Modelling network status using real-time data
We have been working on a predictive modeling framework that uses real-time vehicle locations to estimate network state (i.e., bus speeds along roads within the network), which is then used to generate ETAs that reflect current traffic conditions. This involves three stages:
- a vehicle model that uses vehicle location data, freely available via Auckland Transport’s public API, to estimate the vehicle’s state: how far (in meters) it has traveled along the route, its speed, and travel times along the way.
- a network state model that takes the estimated travel times of all vehicles, irrespective of route, and models the current average travel time of transit vehicles traveling along each road in the network; and
- an arrival time prediction model that combines the estimated vehicle state from (1) with estimated travel times from (2) to predict the arrival time at all upcoming stops, taking into account uncertainty due to traffic lights and intermediate stops. (see Figure 1)
Figure 1. Real-time vehicle locations are used to model travel times at are used to predict arrival time.
Figure 2. The VM processes real-time positions of all Auckland buses to provide ETAs to commuters.
How the virtual machines make it possible
We are using a particle filter to implement the vehicle model, as it provides a robust, extensible framework; in particular, it handles multimodality (for example at bus stops), and allows us to use an intuitive likelihood function (based on the distance between two points on a map).
The downside of this particle filter is its high computational demand: at peak times, there are upwards of 700 buses operating, each modelled using 1000’s of particles. These particles are also used in arrival time prediction, so predictions are required for every upcoming stops for all particles of each bus. In addition, this all needs to run efficiently in real-time to ensure ETAs are available to commuters as soon as possible, not 5 minutes after receiving the data.

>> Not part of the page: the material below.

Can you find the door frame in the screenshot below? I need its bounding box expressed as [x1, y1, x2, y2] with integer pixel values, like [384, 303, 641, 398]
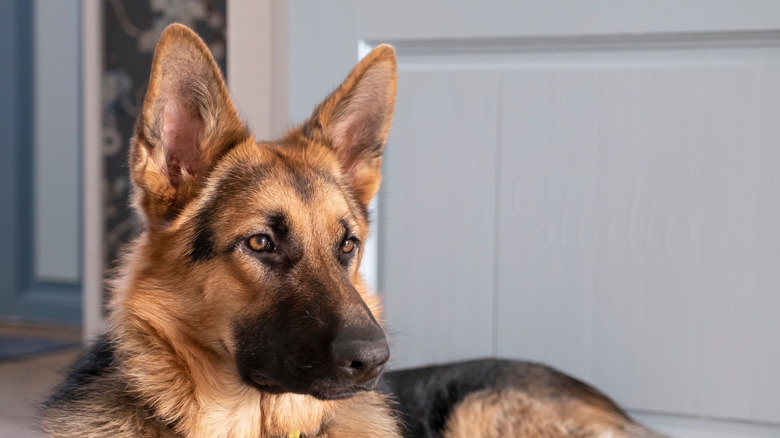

A dedicated virtual machine is the ideal tool for the job. It can continually update ETAs in real-time as new data is received, and be supplied with enough resources so that the entire model runs in under 30 seconds. After contacting staff at the Centre for eResearch, they quickly assessed our needs and had a RVM up and running for our use. (see Figure 2)
Future work
Our goals for the future are to have the full model running on the VM in real-time, generating arrival time predictions for all future stops of active trips. We then hope to investigate using historical data, along with real-time, to estimate delays for trips that are yet to begin (currently, these are assumed on-time until the bus begins the trip). We will also look into journey planning applications that make use of our results and deciding on the “best route” to take: for example, which route is the fastest, or most likely to get me to work on-time.